Yanan bölgenin eski halini alma sürecinin bizzat takipçisiyim. Umarım ömrüm vefa eder. İnşaat alanı haline filan geldiğini düşünmek bile istemiyorum. En büyük handikapımız balık hafızalı oluşumuz. Her şeyi çok çabuk ve kolay unutuyoruz. Ve alışıyoruz.
***
Güncel ve önemli olan bir başka konudan da söz etmek isterim.
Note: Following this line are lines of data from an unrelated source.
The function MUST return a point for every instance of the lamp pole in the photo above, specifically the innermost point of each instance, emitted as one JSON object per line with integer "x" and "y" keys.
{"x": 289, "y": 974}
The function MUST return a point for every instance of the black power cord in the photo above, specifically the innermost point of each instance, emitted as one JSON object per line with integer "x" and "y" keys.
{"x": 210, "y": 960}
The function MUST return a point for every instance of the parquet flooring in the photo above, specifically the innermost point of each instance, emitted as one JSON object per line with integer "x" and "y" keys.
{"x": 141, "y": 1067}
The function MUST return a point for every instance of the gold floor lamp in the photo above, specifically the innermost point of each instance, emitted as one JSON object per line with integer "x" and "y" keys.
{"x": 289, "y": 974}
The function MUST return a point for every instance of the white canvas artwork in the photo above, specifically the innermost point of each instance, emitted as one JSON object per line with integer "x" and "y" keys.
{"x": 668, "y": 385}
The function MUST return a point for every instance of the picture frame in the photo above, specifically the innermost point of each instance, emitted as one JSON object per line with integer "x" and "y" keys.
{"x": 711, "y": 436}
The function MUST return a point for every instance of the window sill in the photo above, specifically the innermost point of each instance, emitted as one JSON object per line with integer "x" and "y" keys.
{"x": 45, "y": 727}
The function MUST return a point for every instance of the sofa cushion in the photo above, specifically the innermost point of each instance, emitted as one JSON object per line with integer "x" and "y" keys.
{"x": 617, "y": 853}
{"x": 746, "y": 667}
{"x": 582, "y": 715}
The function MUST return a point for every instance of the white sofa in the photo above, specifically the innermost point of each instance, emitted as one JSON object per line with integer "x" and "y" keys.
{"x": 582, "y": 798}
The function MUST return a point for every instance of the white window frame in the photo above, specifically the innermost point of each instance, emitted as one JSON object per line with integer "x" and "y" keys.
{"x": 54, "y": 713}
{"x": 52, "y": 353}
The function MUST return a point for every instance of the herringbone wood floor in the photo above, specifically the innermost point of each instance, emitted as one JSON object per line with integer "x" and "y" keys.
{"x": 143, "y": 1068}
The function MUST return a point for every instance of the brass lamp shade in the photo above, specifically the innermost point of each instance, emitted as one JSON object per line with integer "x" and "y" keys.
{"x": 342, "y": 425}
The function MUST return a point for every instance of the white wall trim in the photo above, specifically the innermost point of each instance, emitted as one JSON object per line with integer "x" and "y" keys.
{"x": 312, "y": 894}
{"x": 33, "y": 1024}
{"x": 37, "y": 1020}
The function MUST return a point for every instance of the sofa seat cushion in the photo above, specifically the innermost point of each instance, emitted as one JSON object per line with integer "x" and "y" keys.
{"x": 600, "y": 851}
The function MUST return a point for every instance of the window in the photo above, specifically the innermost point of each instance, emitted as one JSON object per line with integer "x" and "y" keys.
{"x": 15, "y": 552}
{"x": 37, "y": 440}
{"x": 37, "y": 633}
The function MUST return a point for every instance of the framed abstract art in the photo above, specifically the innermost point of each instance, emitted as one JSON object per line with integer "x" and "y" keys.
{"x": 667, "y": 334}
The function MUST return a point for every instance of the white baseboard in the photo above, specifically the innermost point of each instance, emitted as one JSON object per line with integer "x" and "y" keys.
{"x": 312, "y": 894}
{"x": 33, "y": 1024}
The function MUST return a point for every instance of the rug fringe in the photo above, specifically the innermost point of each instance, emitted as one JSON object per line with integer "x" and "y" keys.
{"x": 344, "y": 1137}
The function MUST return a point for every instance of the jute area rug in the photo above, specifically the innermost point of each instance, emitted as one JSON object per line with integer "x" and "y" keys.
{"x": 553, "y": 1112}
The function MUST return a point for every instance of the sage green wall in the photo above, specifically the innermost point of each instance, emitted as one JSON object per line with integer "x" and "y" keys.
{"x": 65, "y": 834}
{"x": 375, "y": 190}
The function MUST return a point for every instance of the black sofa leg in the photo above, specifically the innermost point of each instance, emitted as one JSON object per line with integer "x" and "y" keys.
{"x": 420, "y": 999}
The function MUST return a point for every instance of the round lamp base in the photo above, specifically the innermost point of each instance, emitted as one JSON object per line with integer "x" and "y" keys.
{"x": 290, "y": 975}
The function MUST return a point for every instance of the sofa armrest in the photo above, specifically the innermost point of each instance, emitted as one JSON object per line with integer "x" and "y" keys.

Çarşı esnafı turistik turların başlamasını dolayısı ile işlerinin açılmasını da dört gözle bekliyor. Amma ve lakin başka illerden gelebilecek salgın tehlikesinden de endişeliler. Yakın zamanda özellikle Gaziantep’ten gelen turların denetlenmediğinden şikayetçiler. Zabıta tarafından giriş çıkışların denetlenmesi yerinde olacaktır. İlgililere duyurulur. Haklısınız sanatsal gezi turları tasvirleri ve tarifleri yapmak varken ilk cümleleri güvenlik konusuna ayırmak durumunda olmak bence de sıkıcı. Ama temel ihtiyaçlar olmayınca her şeyin lüks olacağı da aşikar. İletişim çağında, Mars'ta koloni kurmaya çalışıldığı şu günlerde en başa temel ihtiyaca dönmek zorunda oluşumuz, ilahi bir şaka gibi... Her gün kendiliğinden olan, sıradanlaşan temel şeyler, ihtiyaçlar sorun olunca sarsıldık. Geçenlerde 2019 yapımı distopik bir film izledim. Dünya'yı kaplayan ve nereden geldiği belli olmayan bir gaz nefes almayı imkansızlaştırıyor. Halbuki öncesinde sıradan bir eylemdi nefes almak. Filmin ismi de “Bir Nefes Ötede”idi. Bu tip filmlerin yapılması beni korkutuyor aslında. Kendini gerçekleştiren kehanet misali sonradan başımıza gelenlere teori oluşturuyor ve bizi alıştırıyor gibi. Komplo teorilerini düşünmek bile istemiyorum. Dün radyo da bir anket duydum. Distopik filmleri izleyenler bu gibi salgın durumlarından psikolojik olarak daha az etkileniyorlarmış. Yani bir bakıma gerçekten de hazırlandıkları söylenebilir. Epey bir süredir bilgisayar oyunları da zaten bu doğrultuda. Şimdi bir soru: Bu oyun ortamını gerçekliği haline getiren kişiler, distopik kurgularla pandemi gibi durumlarda hazırlıklı ve güçlü oluyorlarsa bu bir nevi şizofreni değil mi? Neyse bunun cevabını ve tahlilini uzmanlara bıraksam iyi olacak. Sonraki yazılarımda kopkoyu bir deniz üzerinde, ileri geri sallanan ışıklı bir martının, denizden yükselirken sıçrattığı suların güneşten kırılan damlalarındaki gök kuşağında buluşmak umuduyla.